FIG. 7 shows an example in which the measurement result transmitted from the orbit gauge is displayed on a portable information terminal such as a tablet equipped with a Blue Tooth receiver. The portable information terminal such as this tablet has dedicated data processing software built in, and the flatness error is calculated immediately from the level value. In the example of the screen, the level, gauge, and flatness results are numerically displayed for each measurement point, and the level value is displayed in a graph. The horizontal axis of the graph indicates the position in the longitudinal direction of the trajectory, and the vertical axis is an increase / decrease value with respect to the reference level. The state of level changes can be grasped visually and intuitively. By switching the screen display, it is possible to display the gauge, the level, the plane deviation, etc. independently, to display them in a superimposed manner, or to display them in comparison with the past normal values.
In addition, abnormal values are displayed in red on the display screen, and abnormal sections are displayed in red on the graph. Furthermore, although it has been adopted in the prior art, when an abnormal value is detected, an alarm is also issued by voice.

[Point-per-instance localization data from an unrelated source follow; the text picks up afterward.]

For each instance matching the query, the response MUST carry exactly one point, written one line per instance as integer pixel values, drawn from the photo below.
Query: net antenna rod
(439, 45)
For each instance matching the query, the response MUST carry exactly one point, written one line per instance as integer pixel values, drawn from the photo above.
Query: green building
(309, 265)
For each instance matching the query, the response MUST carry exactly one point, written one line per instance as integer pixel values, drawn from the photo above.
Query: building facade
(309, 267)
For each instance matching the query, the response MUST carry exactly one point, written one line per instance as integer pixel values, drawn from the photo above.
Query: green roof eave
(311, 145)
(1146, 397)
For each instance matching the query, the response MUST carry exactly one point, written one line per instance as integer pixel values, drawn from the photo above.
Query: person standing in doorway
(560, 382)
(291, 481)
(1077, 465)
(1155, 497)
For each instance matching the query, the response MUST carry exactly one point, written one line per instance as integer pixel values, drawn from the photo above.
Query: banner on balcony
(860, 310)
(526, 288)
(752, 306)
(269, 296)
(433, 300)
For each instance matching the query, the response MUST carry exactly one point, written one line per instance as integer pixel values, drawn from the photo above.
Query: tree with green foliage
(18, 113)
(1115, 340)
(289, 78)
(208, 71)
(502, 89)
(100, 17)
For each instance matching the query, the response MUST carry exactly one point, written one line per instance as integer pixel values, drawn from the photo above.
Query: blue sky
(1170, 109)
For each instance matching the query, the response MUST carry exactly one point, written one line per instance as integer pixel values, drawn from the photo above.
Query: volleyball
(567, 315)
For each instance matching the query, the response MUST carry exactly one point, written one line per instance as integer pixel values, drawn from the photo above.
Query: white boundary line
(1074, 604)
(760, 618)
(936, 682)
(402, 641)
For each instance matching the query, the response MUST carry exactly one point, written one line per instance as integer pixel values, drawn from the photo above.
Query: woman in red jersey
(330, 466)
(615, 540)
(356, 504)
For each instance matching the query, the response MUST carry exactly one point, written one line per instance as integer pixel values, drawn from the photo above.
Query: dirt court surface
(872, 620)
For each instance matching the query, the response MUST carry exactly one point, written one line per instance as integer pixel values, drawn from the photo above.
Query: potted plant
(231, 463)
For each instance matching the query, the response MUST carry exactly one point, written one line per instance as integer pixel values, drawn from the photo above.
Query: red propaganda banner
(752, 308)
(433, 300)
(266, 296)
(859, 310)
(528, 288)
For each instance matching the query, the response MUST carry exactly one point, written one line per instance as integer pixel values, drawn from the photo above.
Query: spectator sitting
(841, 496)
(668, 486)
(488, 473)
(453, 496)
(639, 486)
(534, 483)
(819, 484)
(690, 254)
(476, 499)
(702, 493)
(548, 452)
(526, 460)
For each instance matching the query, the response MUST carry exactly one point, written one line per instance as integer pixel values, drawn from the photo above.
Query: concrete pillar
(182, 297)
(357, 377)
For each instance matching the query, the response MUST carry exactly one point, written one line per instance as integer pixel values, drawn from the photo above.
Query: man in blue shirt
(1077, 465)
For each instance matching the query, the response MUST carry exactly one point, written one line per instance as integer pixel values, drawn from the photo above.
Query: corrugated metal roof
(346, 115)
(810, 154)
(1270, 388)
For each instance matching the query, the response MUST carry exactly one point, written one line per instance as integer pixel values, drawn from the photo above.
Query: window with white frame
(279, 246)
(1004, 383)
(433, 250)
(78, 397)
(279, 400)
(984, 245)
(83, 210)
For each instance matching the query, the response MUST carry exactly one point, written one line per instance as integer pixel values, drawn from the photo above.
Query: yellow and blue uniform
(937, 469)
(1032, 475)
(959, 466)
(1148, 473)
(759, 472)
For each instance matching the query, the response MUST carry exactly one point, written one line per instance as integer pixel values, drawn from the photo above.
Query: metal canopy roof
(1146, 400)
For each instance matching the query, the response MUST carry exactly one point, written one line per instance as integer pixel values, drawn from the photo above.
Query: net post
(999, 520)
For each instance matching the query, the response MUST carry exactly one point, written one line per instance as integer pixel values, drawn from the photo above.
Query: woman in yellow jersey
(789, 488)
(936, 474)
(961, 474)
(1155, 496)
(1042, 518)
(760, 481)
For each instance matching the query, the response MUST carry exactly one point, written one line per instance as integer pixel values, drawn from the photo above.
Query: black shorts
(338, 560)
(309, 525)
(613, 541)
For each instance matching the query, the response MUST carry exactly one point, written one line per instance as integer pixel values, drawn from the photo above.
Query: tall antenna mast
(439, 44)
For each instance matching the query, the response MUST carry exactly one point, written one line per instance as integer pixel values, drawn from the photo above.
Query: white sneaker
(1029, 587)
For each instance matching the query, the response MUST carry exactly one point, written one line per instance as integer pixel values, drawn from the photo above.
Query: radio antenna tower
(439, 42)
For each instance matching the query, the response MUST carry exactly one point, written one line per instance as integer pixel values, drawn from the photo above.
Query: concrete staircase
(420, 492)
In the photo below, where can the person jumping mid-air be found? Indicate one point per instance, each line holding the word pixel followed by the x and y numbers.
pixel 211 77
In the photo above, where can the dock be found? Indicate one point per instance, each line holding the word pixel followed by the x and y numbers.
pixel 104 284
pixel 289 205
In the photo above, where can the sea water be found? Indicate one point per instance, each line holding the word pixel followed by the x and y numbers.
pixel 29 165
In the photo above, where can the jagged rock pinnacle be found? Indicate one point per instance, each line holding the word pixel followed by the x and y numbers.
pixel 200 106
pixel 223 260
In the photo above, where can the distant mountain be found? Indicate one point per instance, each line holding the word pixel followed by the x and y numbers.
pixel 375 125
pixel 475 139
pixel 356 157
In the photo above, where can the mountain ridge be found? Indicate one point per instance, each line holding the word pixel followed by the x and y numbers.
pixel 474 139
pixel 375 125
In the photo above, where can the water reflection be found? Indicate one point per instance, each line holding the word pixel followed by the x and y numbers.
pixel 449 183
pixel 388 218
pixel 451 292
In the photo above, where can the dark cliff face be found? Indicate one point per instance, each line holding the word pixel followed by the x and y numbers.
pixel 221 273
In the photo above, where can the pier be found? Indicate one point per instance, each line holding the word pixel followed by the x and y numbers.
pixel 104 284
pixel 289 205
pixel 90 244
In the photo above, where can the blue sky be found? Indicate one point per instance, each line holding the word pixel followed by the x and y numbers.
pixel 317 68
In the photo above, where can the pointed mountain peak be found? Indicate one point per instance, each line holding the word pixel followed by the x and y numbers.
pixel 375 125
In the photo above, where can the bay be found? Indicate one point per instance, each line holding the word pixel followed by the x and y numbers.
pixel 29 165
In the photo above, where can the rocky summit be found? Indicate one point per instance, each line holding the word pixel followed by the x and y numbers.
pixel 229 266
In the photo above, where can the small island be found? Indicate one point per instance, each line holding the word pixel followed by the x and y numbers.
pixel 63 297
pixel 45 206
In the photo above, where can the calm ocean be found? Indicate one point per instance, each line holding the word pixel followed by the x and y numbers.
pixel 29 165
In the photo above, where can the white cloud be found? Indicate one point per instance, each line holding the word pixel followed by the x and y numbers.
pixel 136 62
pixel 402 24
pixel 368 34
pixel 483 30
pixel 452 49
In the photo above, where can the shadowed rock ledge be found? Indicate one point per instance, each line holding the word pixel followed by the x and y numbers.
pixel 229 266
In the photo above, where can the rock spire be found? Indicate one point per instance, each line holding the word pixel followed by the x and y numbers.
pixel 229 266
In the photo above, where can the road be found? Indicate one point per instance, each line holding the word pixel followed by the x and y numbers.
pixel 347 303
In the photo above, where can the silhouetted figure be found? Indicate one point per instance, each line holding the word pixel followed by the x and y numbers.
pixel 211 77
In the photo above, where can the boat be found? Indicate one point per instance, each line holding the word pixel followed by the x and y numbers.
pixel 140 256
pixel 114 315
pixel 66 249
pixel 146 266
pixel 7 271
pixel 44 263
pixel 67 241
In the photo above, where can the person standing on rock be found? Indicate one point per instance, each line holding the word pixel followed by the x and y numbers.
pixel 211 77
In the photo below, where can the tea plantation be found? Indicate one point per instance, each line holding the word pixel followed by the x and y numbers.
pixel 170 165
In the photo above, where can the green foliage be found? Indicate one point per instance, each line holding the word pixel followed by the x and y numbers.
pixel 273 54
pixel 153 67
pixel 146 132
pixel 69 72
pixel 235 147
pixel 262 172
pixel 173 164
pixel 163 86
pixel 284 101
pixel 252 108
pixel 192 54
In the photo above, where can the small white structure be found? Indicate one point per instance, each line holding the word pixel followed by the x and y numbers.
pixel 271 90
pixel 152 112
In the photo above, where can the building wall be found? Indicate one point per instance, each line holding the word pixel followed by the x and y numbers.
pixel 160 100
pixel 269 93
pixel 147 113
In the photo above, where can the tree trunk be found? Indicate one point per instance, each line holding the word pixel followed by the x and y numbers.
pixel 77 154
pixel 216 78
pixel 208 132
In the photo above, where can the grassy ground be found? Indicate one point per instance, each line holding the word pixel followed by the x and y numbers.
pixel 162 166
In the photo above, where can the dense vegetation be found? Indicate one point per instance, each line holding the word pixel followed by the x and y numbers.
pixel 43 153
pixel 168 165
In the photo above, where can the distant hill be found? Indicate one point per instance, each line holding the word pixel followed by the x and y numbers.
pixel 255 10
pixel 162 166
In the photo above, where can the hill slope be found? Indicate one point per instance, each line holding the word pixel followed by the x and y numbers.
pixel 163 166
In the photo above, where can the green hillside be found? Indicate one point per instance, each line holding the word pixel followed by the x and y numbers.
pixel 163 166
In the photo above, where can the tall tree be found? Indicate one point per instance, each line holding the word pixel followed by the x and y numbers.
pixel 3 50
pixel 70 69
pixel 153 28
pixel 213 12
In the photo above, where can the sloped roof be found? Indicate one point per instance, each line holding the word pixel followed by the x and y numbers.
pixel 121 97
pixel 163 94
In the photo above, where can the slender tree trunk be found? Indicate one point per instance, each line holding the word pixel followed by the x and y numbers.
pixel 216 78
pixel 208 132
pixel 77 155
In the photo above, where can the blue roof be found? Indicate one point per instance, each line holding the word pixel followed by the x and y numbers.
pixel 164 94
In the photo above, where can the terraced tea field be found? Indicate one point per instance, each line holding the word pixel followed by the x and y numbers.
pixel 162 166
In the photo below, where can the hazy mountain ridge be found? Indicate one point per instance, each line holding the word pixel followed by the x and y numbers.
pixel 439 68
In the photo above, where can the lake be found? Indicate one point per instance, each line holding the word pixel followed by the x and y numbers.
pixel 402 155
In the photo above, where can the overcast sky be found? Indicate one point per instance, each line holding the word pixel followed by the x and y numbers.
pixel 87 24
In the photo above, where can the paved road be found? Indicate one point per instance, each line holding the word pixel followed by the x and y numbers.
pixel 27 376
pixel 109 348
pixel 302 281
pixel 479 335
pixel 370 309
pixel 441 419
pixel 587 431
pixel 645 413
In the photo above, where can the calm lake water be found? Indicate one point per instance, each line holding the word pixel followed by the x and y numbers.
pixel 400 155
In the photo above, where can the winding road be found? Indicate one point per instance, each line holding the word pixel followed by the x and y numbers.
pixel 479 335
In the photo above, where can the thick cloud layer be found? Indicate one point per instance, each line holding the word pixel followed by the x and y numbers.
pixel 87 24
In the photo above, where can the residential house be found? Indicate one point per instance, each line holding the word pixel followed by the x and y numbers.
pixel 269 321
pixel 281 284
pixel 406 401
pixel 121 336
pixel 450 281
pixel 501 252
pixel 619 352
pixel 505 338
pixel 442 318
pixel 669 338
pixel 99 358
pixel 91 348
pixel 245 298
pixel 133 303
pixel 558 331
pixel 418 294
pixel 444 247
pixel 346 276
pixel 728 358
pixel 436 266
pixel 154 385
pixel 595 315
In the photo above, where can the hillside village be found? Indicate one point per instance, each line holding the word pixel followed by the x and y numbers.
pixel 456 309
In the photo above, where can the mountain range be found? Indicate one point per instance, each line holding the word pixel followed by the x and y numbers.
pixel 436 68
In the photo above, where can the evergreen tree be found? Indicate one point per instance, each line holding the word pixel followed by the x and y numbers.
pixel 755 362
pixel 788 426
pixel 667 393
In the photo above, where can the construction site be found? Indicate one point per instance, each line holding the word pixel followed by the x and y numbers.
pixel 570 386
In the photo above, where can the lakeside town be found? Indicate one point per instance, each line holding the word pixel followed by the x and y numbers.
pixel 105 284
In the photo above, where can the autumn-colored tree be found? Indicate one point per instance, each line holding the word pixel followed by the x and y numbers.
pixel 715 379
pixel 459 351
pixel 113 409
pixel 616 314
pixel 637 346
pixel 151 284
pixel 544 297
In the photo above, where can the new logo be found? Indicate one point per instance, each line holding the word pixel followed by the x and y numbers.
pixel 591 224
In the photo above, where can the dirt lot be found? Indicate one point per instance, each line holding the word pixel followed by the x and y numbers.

DESCRIPTION OF SYMBOLS 100 Measuring part panel case 101 Main part of measuring machine 102 Fixed claw 103 for gauge measurement Working claw 104A for gauge measurement Contact surface 104B Track contact surface 105 Level deviation detecting inclination sensor 106 Gauge deviation back gauge detector 107 Moving claw 103 slide Bracket 108 Moving claw 103 and back gauge detector 106 connecting rod 109 Gauge error measurement and back gauge measurement changeover switch 111 Gauge error back gauge indicator 112 Level error indicator 113 External indicator connector

Claims (5)

An orbit measurement analyzer comprising an orbit gauge, and a portable information terminal that can transmit and receive data wirelessly with the orbit gauge, store and analyze measurement data of the orbit gauge, and display the analysis result as an image. The trajectory measurement analysis apparatus according to claim 1, further comprising a portable information terminal device that displays trajectory measurement data as an image that continuously changes along the trajectory and that can be compared and displayed on the same screen as past measurement data. The trajectory measurement analysis apparatus according to claim 1, wherein data transmission / reception between the trajectory gauge and the portable information terminal device can be wirelessly communicated by Blue Tooth (International Standard IEEE 802.15.1). 2. The track measurement and analysis apparatus according to claim 1, wherein the measurement data measured by the track gauge, wirelessly communicated to the portable information terminal and displayed by analysis is the track gauge, level, surface property, and back gauge. The trajectory measurement analysis apparatus according to claim 1, wherein when the measurement value of the orbit gauge deviates from the management standard, a warning sound is emitted and an image of the portable information terminal device is displayed in a warning color.